A 40% share in city-pair markets has been defined as monopolistic under existing anti-trust laws; this could reasonably be extended to an airport market share. I believe US by itself holds a 40% share of DCA. The DoJ, however, has been much more restrained in acting against airlines than they could have (and maybe should have) been .

In other merger cases, the low-barrier-to-entry argument has been used to overcome the 40% market share limit on specific routes; slot-controlled airports, however, are a whole different issue.

Topic: RE: DOJ Taking US/AA Depositions Over DCA Slots
Username: IADCA
Posted 2013-06-28 11:00:09 and read 2658 times.

Quoting MasseyBrown (Reply 33):
A 40% share in city-pair markets has been defined as monopolistic under existing anti-trust laws; this could reasonably be extended to an airport market share. I believe US by itself holds a 40% share of DCA. The DoJ, however, has been much more restrained in acting against airlines than they could have (and maybe should have) been .
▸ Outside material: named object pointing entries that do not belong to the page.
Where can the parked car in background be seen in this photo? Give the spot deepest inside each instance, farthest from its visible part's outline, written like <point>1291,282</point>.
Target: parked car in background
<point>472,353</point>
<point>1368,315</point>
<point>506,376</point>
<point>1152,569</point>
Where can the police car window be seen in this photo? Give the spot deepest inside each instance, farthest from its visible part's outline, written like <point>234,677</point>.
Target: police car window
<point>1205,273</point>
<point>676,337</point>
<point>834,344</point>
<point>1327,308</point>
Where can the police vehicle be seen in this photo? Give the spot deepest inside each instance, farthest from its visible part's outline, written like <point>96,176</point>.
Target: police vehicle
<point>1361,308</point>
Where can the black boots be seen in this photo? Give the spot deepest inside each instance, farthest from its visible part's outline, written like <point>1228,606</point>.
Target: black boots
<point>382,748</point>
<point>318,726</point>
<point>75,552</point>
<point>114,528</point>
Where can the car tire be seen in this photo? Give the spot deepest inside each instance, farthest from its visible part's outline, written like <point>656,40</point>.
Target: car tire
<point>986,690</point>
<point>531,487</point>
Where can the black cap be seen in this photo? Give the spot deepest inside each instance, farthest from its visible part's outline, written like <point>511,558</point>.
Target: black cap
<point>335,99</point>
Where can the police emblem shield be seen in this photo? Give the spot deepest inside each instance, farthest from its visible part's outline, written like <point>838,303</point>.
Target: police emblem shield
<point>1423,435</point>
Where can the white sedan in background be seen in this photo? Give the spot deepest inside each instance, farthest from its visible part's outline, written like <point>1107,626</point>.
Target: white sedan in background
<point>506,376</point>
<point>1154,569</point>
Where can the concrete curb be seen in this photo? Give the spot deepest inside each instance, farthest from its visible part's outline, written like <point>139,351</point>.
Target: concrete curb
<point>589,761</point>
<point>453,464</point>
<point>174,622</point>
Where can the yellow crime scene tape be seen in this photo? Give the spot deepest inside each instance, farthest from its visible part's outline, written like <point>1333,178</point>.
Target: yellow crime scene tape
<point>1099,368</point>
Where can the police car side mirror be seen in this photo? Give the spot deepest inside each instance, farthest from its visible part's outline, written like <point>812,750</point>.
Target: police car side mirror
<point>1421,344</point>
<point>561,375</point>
In other merger cases, the low-barrier-to-entry argument has been used to overcome the 40% market share limit on specific routes; slot-controlled airports, however, are a whole different issue.

I think he was asking very specifically about how (or if) DOJ could force a combined US-AA to divest more slots than were acquired in the merger. For example, say US has 60% now and AA has 8%. His question was if or how DOJ could force them to divest more than the 8% picked up in the merger.

Topic: RE: DOJ Taking US/AA Depositions Over DCA Slots
Username: Cubsrule
Posted 2013-06-28 11:21:12 and read 2542 times.

Quoting IADCA (Reply 34):
I think he was asking very specifically about how (or if) DOJ could force a combined US-AA to divest more slots than were acquired in the merger. For example, say US has 60% now and AA has 8%. His question was if or how DOJ could force them to divest more than the 8% picked up in the merger.

That is correct.

Topic: RE: DOJ Taking US/AA Depositions Over DCA Slots
Username: HPRamper
Posted 2013-06-28 11:56:59 and read 2396 times.

Quoting jetbluefan1 (Reply 14):
For the government to allow this would be a complete slap in the face to the anti-trust principles this company's capitalistic system is based on.

Not really. Letting the airlines do whatever they wanted would be true capitalism. Forcing US/AA to give up slots that both airlines came into the merger deal with would be anti-capitalist and in fact, leaning socialist.

Topic: RE: DOJ Taking US/AA Depositions Over DCA Slots
Username: MasseyBrown
Posted 2013-06-28 11:57:55 and read 2437 times.

Quoting IADCA (Reply 34):
I think he was asking very specifically about how (or if) DOJ could force a combined US-AA to divest more slots than were acquired in the merger. For example, say US has 60% now and AA has 8%. His question was if or how DOJ could force them to divest more than the 8% picked up in the merger.

The DoJ could simply decide to enforce the 40% share on its own initiative, even independent of a merger. That, however, is extremely unlikely, as I think we all know. The precedents set in the DL/NW and UA/CO mergers, when the DoJ had the opportunity but failed to restrict industry concentration in important markets, cannot now be reversed in the courts.